Target detection (object detection), which requires the model not only to determine what kind of target is included in an input image, but also to frame the target location (bounding box).
In order to achieve these requirements, the traditional method is to use the sliding Windows (Sliding window) way, with different scales (scale), proportional (aspect Ratio) window on the image slide, poor to enumerate all possible locations of sub-image blocks. These sub-image blocks are then entered into the target Recognition (object recognition) model for categorization. The amount of data in this way is huge, and usually an image needs to be segmented into about 10^6 sub-image blocks ...
The other is the OP method, relative to the sliding window method. The basic idea of such a method is to find some potential targets in the image, not to be exhaustive. These potential target input target recognition models are then categorized.
Next, the Bo mainly organized:
The Max Planck Institute (Max Planck Institute) (site here), has a study called What is makes for effective detection proposals? The performance of various OP is analyzed comprehensively.
op Methods at a glance (detection proposal methods):
The effect of the OP method is a checklist:
the ability to reproduce various OP methods (repeatability):
The author thinks that a good Op method should have better reproducibility, that is, the object retrieved from a similar image should be consistent. The method of verification is to do various disturbances to Pascal's picture (Figure 2), and then see if it can also detect the same object recall is how much, according to the strict IOU can get a curve, and finally calculate the area under the curve repeatability.

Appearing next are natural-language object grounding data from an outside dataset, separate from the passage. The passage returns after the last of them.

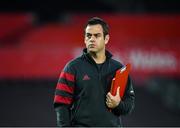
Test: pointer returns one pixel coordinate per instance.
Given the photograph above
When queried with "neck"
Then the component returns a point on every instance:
(98, 57)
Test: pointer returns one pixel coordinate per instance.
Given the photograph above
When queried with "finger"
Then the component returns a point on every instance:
(108, 95)
(118, 91)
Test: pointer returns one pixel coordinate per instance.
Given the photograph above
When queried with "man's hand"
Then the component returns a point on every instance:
(113, 101)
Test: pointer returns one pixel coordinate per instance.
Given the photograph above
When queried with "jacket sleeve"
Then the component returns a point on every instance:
(64, 96)
(127, 102)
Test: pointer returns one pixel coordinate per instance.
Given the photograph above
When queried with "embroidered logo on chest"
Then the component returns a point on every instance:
(86, 77)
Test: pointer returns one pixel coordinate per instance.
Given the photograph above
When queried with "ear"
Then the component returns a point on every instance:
(107, 37)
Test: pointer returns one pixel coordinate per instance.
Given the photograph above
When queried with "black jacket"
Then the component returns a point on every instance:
(81, 91)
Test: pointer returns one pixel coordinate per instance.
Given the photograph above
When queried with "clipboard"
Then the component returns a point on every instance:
(120, 79)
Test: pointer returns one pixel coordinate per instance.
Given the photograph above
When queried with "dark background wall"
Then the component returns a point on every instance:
(28, 101)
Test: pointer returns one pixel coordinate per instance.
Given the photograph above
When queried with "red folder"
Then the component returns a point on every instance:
(120, 79)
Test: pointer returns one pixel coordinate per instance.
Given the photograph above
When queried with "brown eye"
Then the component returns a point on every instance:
(88, 35)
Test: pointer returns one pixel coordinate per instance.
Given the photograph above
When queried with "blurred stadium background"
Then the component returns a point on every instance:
(38, 37)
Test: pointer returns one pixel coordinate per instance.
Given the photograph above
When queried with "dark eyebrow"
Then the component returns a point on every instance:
(93, 34)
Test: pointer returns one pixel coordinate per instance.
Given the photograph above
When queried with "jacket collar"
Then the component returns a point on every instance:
(87, 55)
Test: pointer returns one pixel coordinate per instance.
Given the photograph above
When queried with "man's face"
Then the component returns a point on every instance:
(94, 38)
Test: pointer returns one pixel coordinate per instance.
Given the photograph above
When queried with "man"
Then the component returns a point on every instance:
(82, 96)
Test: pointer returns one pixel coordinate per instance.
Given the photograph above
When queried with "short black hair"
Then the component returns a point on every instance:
(97, 20)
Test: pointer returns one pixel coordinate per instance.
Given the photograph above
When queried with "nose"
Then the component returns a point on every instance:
(92, 39)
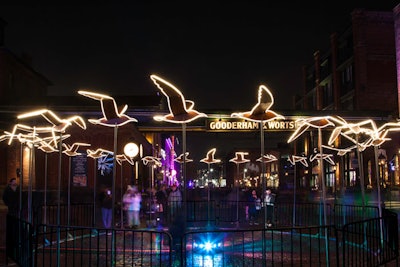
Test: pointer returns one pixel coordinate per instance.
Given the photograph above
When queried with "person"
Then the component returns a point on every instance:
(162, 202)
(106, 207)
(269, 204)
(11, 197)
(132, 200)
(174, 201)
(253, 208)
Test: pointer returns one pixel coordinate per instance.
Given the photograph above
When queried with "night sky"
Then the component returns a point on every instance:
(216, 54)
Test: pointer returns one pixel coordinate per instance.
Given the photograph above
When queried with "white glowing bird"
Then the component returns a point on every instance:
(260, 111)
(181, 110)
(112, 115)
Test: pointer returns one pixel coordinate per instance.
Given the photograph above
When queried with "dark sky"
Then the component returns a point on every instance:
(217, 54)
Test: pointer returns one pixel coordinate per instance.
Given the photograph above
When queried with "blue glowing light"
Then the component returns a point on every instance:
(209, 245)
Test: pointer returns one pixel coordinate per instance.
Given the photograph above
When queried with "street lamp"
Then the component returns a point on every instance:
(238, 159)
(181, 112)
(209, 159)
(261, 113)
(113, 116)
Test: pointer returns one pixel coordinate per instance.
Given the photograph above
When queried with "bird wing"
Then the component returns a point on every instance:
(176, 100)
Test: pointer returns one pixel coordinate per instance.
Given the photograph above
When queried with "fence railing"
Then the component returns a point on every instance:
(352, 242)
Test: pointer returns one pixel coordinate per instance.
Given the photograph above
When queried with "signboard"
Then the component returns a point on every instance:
(79, 170)
(236, 125)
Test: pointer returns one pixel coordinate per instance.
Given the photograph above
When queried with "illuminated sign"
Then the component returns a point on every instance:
(231, 124)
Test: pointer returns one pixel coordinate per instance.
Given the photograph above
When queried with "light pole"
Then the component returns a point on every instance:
(293, 159)
(262, 114)
(209, 159)
(238, 159)
(181, 112)
(114, 117)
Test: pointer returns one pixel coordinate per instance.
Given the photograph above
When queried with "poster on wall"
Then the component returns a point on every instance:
(79, 170)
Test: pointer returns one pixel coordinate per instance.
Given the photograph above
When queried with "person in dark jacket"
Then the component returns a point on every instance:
(11, 197)
(106, 207)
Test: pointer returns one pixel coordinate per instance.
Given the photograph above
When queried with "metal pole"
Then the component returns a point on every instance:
(94, 191)
(294, 195)
(113, 196)
(184, 173)
(59, 199)
(45, 189)
(69, 191)
(378, 187)
(321, 171)
(263, 186)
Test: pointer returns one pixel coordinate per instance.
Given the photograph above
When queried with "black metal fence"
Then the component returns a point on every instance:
(358, 237)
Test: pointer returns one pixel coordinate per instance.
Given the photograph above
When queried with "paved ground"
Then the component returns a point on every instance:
(392, 203)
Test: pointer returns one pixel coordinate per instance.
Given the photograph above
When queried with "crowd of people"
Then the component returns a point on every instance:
(166, 205)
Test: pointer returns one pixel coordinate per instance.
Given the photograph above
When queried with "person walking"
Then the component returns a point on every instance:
(253, 208)
(132, 201)
(106, 207)
(11, 197)
(174, 201)
(269, 207)
(162, 202)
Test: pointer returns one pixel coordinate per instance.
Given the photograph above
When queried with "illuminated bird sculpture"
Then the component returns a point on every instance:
(98, 153)
(179, 159)
(181, 110)
(239, 158)
(112, 114)
(72, 150)
(261, 111)
(302, 159)
(267, 158)
(152, 161)
(314, 122)
(209, 159)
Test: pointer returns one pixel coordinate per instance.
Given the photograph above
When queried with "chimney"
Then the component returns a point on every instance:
(3, 24)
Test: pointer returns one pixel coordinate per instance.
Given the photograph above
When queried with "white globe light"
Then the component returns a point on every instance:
(131, 150)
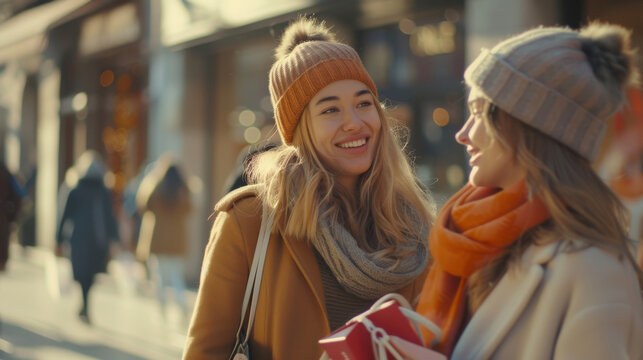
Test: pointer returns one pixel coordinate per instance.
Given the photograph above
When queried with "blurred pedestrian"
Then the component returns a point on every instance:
(350, 218)
(164, 199)
(27, 227)
(10, 200)
(531, 256)
(89, 209)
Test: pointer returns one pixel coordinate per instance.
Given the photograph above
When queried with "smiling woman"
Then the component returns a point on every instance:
(350, 220)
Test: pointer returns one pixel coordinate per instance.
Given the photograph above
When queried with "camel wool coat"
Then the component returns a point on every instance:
(559, 305)
(291, 311)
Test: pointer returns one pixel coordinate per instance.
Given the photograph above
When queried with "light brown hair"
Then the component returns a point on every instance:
(582, 207)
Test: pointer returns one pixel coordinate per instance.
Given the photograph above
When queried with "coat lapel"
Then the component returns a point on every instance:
(502, 308)
(305, 259)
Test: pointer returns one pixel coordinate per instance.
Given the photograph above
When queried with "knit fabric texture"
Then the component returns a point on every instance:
(543, 78)
(311, 66)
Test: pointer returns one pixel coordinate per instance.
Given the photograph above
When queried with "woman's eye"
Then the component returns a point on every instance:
(330, 110)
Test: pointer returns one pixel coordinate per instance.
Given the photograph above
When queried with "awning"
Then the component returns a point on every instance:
(25, 34)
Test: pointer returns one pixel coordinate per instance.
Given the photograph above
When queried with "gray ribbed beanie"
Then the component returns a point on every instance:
(562, 82)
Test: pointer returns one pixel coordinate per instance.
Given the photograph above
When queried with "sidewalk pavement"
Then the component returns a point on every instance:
(39, 306)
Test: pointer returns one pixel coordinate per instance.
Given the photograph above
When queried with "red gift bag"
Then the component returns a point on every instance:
(387, 331)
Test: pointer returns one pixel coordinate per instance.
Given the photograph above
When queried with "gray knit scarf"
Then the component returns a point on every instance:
(357, 272)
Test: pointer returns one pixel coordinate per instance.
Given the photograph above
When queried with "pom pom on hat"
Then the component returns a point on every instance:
(299, 32)
(307, 60)
(562, 82)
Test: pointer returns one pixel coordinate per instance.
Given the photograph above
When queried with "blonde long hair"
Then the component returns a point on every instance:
(582, 207)
(302, 190)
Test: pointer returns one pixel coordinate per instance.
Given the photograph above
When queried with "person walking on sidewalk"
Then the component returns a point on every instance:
(350, 218)
(10, 201)
(531, 256)
(164, 199)
(89, 209)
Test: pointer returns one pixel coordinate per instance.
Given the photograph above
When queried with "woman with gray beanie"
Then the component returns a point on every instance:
(531, 257)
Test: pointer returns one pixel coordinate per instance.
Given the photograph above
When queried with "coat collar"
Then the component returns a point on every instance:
(504, 305)
(304, 257)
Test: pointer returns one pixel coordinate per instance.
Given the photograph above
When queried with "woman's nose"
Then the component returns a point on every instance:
(351, 120)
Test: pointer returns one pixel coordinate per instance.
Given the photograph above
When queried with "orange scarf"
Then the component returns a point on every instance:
(474, 226)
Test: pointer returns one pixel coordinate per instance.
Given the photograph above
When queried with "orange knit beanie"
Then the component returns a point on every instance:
(307, 60)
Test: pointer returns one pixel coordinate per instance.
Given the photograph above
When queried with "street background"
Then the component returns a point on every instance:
(134, 80)
(38, 323)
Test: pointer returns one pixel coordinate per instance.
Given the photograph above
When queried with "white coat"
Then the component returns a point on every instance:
(559, 305)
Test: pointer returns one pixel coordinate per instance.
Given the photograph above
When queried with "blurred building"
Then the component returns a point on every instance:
(135, 79)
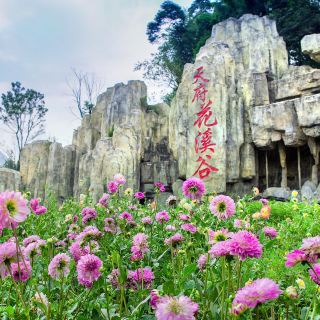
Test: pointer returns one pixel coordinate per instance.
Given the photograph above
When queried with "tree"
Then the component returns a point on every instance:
(84, 89)
(23, 112)
(181, 33)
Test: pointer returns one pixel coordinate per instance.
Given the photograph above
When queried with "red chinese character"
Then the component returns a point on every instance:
(199, 76)
(205, 141)
(204, 115)
(200, 93)
(204, 168)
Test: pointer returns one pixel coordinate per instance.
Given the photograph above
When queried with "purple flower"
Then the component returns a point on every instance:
(223, 207)
(59, 266)
(270, 232)
(162, 216)
(193, 188)
(112, 187)
(189, 227)
(159, 187)
(21, 272)
(315, 273)
(176, 308)
(245, 245)
(139, 195)
(259, 291)
(88, 269)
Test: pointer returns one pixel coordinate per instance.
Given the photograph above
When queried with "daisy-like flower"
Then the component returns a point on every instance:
(104, 200)
(270, 232)
(146, 220)
(139, 195)
(21, 272)
(315, 273)
(126, 216)
(119, 179)
(245, 245)
(159, 187)
(259, 291)
(59, 266)
(88, 269)
(171, 200)
(13, 209)
(202, 261)
(162, 216)
(223, 207)
(189, 227)
(176, 308)
(220, 249)
(193, 188)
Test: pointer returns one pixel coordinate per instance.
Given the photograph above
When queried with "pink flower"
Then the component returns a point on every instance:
(139, 195)
(154, 299)
(59, 266)
(162, 216)
(159, 187)
(143, 276)
(88, 269)
(104, 200)
(112, 187)
(126, 216)
(189, 227)
(36, 208)
(13, 209)
(315, 273)
(270, 232)
(88, 214)
(245, 245)
(193, 188)
(184, 217)
(259, 291)
(170, 228)
(223, 207)
(295, 257)
(8, 255)
(202, 261)
(146, 220)
(77, 251)
(174, 240)
(311, 246)
(176, 308)
(119, 179)
(21, 272)
(220, 249)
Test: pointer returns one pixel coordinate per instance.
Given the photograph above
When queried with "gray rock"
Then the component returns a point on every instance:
(278, 193)
(310, 44)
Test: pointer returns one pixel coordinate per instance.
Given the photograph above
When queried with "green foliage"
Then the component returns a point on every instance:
(23, 111)
(180, 33)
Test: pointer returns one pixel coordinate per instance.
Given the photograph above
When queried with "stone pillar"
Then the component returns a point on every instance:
(283, 163)
(314, 149)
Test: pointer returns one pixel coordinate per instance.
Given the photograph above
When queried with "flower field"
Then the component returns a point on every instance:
(200, 257)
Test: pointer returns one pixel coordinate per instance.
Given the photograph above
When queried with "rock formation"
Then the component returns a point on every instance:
(266, 131)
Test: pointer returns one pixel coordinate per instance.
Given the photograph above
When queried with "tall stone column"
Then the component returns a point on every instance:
(283, 163)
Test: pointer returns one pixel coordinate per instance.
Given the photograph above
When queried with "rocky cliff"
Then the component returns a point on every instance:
(262, 124)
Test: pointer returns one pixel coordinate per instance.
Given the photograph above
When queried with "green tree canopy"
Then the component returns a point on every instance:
(180, 33)
(23, 111)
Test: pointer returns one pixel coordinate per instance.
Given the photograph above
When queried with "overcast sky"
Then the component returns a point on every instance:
(40, 40)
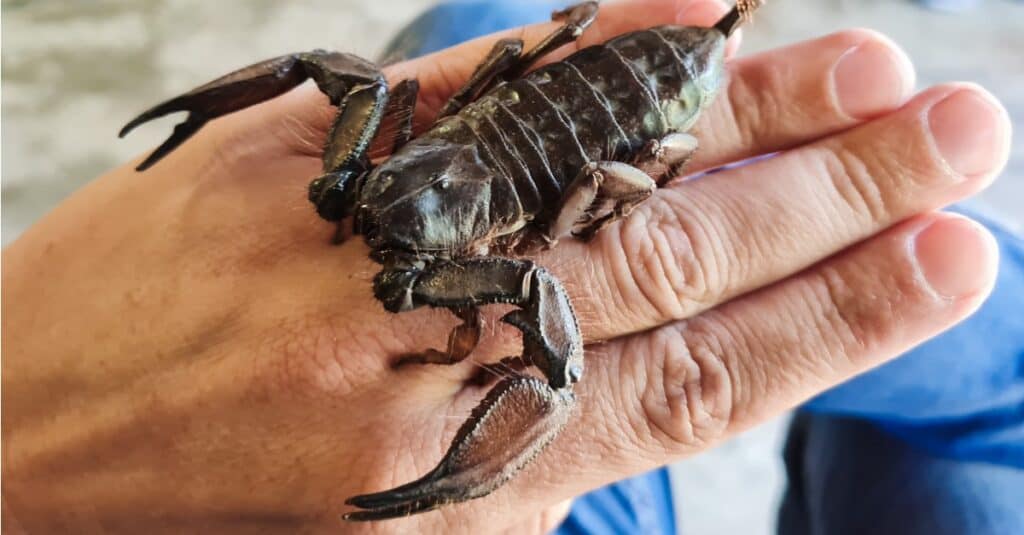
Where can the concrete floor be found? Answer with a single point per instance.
(73, 74)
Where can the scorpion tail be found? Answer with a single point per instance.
(741, 12)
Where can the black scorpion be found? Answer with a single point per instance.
(513, 163)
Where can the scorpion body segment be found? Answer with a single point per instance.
(517, 150)
(513, 163)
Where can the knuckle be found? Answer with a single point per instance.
(303, 359)
(846, 324)
(687, 401)
(854, 177)
(672, 261)
(752, 108)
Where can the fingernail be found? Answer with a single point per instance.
(968, 131)
(871, 78)
(952, 254)
(701, 13)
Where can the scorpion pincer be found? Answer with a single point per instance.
(514, 162)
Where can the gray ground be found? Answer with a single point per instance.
(74, 73)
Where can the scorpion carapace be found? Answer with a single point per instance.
(514, 162)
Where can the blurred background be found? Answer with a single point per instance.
(74, 73)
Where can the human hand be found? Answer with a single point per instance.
(184, 350)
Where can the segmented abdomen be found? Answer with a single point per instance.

Analyzing the above figure, the author thinks that Bing and edgeboxes algorithm repeatability better. The reason may be that both algorithms use SVM. In addition, the author also thinks that the sensitivity of hyper-pixel (superpixels) is the main reason for the decrease of the reproducibility of some op algorithms.
Recall (Recall):
or directly on the conclusion:
MCG, Edgebox,selectivesearch, rigor and geodesic perform well in different proposal numbers if you only limit the proposal,mcg,endres and cpmc effects that are less than 1000 the best If the position of the candidate box is not well positioned at the beginning, as the IOU standard is strict, the recall will fall faster including Bing, Rahtu, Objectness and edgeboxes. The decline in Bing is particularly noticeable. In AR this standard, MCG performance is stable, endres and edgeboxes in less proposal time performance is better, when allow more proposal time, rigor and selectivesearch performance will be better than others. On Pascal and Imagenet, each Op method is similar, which shows that the performance of these OP methods is good generalization.
The effect of various OP methods in actual detection tasks:
The actual detection is that after OP, the OP results are entered into the detector for identification. The author uses two famous detector: one is Lm-llda and the other is r-cnn. The authors extracted 1K proposal with various OP methods.
Full Text summary:
For the repeatability standard, the current OP method is generally effective. It is possible to improve the repeatablilty of the OP method by more robust features of noise and disturbances. But repeatability low does not mean that the last map is low, such as Selectivesearch, so the end is to see the application scenario. If the OP method is positioned more accurately, the help for the classifier becomes larger. So for the OP method, a IOU of 0.5 recall is not a good standard. High recall but the positioning is not accurate, will hurt the last map Mcg,seletivesearch,edgeboxes,rigor and geodesic is currently the best performance of the 5 methods, the speed of edgeboxes and geodesic for excellent. The current Op method is similar in both VOC07 and imagenet, indicating that they all have good generalization performance. Full-text discussion:
If the computational power goes up, is op still useful? The authors believe that the sliding window plus the strong classifiers such as CNN will have a better effect if the computational performance permits. The author observes that the features used in the current OP (such as Object boundary and Superpixel) are not used in the classifier, and there are no other op-like features in the OP method other than Multibox. The authors look forward to a job that combines the advantages of both. Finally, the author makes a three-point guess: Then top down may play a more important role in OP, and the link between OP and detector will be tighter later, and the op-generated segmentation mask will play a more important role.